Wednesday, November 18, 2009

Wonder Woman (*1/2)

WONDER WOMAN
 

Wonder Woman is probably the single most problematic superhero to adapt into a motion picture, judging from the failed attempts to do so in the decades since Lynda Carter guided a generation of boys through puberty in the 1970's.  DC Animation's Wonder Woman drops headlong right into all of the pitfalls.  Of all the DC Universe animated features I've seen, this is the strangest. Wonder Woman opens with little explanation or context, in the midst of a bloody battle between the Amazons and the man-beast forces of Ares the god of war at some undetermined point in the past.  Then the Amazons are granted their own island paradise, where they live in isolation, festering in the man-hate their queen Hippolyta heaps onto her Amazons, especially her daughter Diana, formed from clay and given life from the gods. (Although her superpowers seem severely downgraded considering Wonder Woman's might is supposed to rival Superman's.) When pilot Steve Trevor crashes on Themyscira, Diana wins the right to escort him to Man's World and hunt down the escaped Ares. But where does her star spangled bathing suit costume come from? Where the hell did the invisible jet come from?  How does Diana know how to fly a plane?  She parks it in Central Park like it's the Klingon Bird of Prey in Star Trek IV.  When she starts interacting with people who aren't Amazons, whose bright idea was it to write Wonder Woman as if she's Dr. Temperance Brennan from Bones?  The producers might as well have gone all out and hired Emily Deschanel to voice Wonder Woman.  Keri Russell provides her best tough grrl growl voicing Wonder Woman, while Virginia Madsen robotically voices Hippolyta.  Nathan Fillion has the most fun as Steve Trevor.  He gets all of the humorous dialogue and sleazy (but apt) innuendo about the Amazons, who are shown frolicking nude in a grotto that Hugh Hefner himself may have built on Themyscira. (Is this cartoon for kids?)  Alfred Molina plays Dr. Otto Octav -- I mean, Ares. The movie is a slapdash headscratcher with some painful battle of the sexes arguments between Wonder Woman and Trevor. The wonder of Wonder Woman is not at all serviced.

The Prisoner


** SPOILERS **

After spending six hours in the Village, I walk away feeling that I quite liked it there.  The Prisoner was, at first, difficult and frustrating.  It's a challenging viewing experience; looking away from the screen for a few seconds meant missing any amount of jump cuts from either of the realities presented. Intercut happenings in the Village or in the world outside it demanded constant focus and attention.  It is an incessant flow of often bewildering visual and aural information (the soundtrack is one of the best I've ever heard on television).  The storytelling seemed murky and impenetrable at first, the characters cyphers speaking in riddles. But putting in the time immersed in the Village, the more reasonable and then occasionally fascinating it became.

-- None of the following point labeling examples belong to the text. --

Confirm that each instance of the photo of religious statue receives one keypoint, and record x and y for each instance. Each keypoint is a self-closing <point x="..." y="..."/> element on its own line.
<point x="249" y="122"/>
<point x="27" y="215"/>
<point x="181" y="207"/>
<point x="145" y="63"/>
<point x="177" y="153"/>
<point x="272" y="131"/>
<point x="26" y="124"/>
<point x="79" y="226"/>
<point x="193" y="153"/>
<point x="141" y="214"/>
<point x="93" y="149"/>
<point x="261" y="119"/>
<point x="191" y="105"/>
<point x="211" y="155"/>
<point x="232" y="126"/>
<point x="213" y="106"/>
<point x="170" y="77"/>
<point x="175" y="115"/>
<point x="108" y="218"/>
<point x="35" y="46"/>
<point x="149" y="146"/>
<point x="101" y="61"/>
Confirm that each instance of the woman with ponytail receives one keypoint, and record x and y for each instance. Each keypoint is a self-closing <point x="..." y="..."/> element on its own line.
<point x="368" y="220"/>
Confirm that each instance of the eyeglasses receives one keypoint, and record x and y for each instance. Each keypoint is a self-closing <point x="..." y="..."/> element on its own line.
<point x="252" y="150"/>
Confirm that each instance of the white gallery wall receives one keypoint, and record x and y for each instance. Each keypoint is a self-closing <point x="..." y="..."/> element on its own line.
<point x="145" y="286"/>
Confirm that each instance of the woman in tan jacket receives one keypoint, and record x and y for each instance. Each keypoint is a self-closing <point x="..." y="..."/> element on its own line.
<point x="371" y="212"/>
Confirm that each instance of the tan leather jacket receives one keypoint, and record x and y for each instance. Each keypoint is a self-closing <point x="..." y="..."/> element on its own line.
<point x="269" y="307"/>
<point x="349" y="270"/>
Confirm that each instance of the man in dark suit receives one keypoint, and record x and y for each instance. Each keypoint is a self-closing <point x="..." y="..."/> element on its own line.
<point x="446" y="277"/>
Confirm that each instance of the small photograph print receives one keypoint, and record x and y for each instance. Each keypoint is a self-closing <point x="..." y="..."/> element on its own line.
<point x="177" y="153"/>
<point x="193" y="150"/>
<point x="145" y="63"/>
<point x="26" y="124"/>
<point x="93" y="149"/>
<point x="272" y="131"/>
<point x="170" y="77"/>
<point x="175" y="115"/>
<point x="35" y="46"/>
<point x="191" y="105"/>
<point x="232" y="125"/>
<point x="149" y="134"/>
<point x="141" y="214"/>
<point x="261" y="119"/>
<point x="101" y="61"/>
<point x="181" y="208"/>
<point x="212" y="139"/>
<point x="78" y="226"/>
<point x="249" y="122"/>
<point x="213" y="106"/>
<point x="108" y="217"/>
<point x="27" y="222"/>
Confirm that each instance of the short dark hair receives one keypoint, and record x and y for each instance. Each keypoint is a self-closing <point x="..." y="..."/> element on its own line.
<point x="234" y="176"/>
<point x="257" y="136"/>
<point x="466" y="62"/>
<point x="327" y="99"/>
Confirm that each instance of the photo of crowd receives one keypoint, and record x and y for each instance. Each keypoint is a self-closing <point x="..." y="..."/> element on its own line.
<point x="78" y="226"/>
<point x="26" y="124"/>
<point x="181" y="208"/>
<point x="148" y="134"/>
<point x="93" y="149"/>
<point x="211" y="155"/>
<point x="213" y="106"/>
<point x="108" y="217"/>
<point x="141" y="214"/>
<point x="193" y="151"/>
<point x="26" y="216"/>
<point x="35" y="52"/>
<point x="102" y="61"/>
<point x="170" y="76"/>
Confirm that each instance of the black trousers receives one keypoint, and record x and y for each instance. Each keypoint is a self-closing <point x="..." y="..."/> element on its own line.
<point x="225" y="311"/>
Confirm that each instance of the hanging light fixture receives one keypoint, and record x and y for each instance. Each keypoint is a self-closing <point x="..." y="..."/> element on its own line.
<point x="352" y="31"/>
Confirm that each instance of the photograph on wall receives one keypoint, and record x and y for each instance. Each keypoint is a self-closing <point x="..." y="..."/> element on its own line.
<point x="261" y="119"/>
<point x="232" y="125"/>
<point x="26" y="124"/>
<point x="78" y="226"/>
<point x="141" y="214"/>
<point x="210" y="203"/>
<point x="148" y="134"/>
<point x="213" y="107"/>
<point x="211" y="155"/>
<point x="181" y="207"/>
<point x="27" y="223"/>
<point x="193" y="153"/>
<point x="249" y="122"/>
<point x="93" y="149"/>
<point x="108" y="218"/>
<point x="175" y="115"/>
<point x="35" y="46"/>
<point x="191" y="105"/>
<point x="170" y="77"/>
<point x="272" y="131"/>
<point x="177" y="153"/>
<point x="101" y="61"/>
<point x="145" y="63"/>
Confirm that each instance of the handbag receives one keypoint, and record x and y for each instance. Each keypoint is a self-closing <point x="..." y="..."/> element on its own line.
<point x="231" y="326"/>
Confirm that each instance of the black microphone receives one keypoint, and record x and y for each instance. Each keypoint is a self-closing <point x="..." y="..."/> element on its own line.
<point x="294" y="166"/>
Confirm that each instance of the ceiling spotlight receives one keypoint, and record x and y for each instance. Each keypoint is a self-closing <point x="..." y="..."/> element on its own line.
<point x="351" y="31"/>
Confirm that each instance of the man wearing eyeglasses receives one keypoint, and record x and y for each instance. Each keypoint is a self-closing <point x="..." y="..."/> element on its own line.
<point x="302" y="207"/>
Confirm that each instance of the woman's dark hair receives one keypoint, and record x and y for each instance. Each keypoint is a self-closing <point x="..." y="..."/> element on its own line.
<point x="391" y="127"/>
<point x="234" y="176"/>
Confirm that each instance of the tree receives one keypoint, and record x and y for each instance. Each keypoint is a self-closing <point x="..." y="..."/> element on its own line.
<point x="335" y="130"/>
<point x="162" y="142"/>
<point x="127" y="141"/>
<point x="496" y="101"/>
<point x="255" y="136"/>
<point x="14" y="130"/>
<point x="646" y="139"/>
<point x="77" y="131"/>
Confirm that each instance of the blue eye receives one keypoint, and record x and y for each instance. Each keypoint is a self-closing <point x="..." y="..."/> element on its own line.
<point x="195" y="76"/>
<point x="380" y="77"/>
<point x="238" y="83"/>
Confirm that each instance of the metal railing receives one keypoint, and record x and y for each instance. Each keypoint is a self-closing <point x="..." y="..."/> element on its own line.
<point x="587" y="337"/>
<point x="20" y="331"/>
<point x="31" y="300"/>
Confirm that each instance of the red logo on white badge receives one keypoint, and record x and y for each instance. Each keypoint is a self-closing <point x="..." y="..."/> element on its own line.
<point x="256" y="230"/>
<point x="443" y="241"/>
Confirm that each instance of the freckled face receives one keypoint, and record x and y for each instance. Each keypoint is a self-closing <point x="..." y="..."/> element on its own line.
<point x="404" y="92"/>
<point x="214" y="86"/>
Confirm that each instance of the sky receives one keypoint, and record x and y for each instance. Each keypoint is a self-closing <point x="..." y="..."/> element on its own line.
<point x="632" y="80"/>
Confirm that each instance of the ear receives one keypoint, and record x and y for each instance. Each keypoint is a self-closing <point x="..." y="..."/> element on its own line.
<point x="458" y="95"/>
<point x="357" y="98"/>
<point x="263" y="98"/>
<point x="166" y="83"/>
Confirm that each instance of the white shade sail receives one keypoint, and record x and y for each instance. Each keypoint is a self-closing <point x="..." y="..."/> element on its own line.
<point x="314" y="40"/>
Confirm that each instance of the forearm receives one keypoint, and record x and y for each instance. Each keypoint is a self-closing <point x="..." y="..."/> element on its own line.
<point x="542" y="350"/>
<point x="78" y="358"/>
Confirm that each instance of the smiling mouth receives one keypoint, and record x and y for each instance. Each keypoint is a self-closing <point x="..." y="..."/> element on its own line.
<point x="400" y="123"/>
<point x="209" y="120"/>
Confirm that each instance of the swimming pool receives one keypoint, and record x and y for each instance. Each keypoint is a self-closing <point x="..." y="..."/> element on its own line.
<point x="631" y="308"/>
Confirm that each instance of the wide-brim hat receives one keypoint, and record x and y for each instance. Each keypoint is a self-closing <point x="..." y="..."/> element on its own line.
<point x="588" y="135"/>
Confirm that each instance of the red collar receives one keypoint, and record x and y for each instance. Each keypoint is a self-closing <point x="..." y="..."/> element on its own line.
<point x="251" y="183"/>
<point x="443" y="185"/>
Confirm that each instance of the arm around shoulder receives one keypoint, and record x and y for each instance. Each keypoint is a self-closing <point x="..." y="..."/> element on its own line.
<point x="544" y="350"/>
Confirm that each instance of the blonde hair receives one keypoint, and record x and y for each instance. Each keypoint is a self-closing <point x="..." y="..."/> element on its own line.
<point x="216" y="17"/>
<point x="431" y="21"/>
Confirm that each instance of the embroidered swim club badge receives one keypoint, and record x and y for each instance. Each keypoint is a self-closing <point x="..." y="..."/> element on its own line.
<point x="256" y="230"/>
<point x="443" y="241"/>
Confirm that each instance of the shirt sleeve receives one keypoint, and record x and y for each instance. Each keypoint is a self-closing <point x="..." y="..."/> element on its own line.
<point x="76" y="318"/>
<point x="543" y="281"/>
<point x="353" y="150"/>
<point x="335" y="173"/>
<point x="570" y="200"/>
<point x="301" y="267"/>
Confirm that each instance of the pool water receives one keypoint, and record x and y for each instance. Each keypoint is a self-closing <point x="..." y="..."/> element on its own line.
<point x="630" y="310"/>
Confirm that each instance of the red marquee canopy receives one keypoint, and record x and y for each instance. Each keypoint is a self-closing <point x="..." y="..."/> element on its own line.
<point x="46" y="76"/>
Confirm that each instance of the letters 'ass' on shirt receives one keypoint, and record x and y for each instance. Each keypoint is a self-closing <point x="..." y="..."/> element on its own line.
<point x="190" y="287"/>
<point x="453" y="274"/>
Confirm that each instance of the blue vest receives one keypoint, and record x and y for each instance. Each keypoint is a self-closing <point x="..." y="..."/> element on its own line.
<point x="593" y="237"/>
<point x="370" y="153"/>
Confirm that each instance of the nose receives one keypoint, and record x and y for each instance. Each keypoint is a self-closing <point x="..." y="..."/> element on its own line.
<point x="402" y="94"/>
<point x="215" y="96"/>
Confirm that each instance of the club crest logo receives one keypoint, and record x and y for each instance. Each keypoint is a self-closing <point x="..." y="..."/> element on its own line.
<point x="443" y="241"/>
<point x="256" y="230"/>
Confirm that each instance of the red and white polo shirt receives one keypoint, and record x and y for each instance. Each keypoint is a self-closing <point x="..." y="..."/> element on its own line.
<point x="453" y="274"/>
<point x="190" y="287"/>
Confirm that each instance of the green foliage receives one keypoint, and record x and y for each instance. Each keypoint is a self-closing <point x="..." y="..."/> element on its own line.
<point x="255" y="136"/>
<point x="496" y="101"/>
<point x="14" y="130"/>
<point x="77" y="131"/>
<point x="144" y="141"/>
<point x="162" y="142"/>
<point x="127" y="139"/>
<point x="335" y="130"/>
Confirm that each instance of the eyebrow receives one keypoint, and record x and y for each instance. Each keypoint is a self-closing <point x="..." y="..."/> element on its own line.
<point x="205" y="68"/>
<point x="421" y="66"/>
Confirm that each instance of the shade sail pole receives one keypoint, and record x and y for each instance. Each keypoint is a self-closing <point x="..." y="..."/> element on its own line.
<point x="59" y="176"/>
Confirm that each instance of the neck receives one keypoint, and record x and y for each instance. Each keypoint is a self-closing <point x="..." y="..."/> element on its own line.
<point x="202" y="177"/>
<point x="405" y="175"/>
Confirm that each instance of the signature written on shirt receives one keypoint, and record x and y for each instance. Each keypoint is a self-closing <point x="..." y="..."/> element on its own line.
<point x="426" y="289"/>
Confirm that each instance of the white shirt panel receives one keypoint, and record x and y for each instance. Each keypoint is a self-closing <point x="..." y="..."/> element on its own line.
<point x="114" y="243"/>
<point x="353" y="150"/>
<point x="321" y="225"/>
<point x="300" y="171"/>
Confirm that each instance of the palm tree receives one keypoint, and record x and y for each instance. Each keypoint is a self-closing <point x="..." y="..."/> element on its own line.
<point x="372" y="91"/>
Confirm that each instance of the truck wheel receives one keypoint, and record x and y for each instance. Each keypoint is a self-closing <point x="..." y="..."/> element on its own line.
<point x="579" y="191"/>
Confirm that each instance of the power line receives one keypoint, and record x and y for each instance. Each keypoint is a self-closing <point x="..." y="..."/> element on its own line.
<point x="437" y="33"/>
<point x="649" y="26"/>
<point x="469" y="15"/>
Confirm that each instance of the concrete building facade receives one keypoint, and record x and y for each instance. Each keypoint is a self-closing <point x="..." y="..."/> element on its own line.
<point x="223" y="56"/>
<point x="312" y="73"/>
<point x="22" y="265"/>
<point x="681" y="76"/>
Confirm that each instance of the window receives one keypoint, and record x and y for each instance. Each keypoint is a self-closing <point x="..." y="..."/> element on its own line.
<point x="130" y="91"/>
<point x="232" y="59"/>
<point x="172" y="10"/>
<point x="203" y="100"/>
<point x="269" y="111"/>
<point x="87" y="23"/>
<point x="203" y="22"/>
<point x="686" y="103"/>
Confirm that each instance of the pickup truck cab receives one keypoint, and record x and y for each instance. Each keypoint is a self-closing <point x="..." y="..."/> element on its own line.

I've only seen a few episodes of the original The Prisoner starring Patrick McGoohan.  In terms of which is better, the original or the remake, or reasons why, I have no dog in that fight.  The Prisoner 2009 is decidedly unlike the original stylistically or tonally, and it has some differing ideas and themes.  It also owes as much to more modern works like The Matrix, 12 Monkeys, and Fight Club as it does to its predecessor.  On it's own merits, however, The Prisoner 2009 is really well done and powerful.  Also frustrating and maddening.  But I always assumed those would go hand in hand in anything called The Prisoner.

My favorite episodes of the six were episodes three and four, "Anvil" and "Darling."  The former dealt with surveillance within the Village ("Everything is suspicious if you look at it properly.") and delivered the major character reveal of 11-12, the son of number 2.  It contained the answer to the oldest question in the Village -  Who is number 1? - delivered by a schoolgirl:

"There is no number 1. There never has been and there never will be. The concept of the number 2 is an act of humility. The title reminds us all that we are all public servants, even number 2.  No one is number 1."

That's some philosophical toilet humor right there.  In all seriousness, I found the education of the children in the Village, who are taught "facts" like the light bulb being invented not by Thomas Edison but by a number, fascinating and infuriating.  6's attempt to get the children to perform surveillance on 2 for him and the end result of that idea was disturbing to say the least.  Then there was the occasion when the Village welcomed new arrivals.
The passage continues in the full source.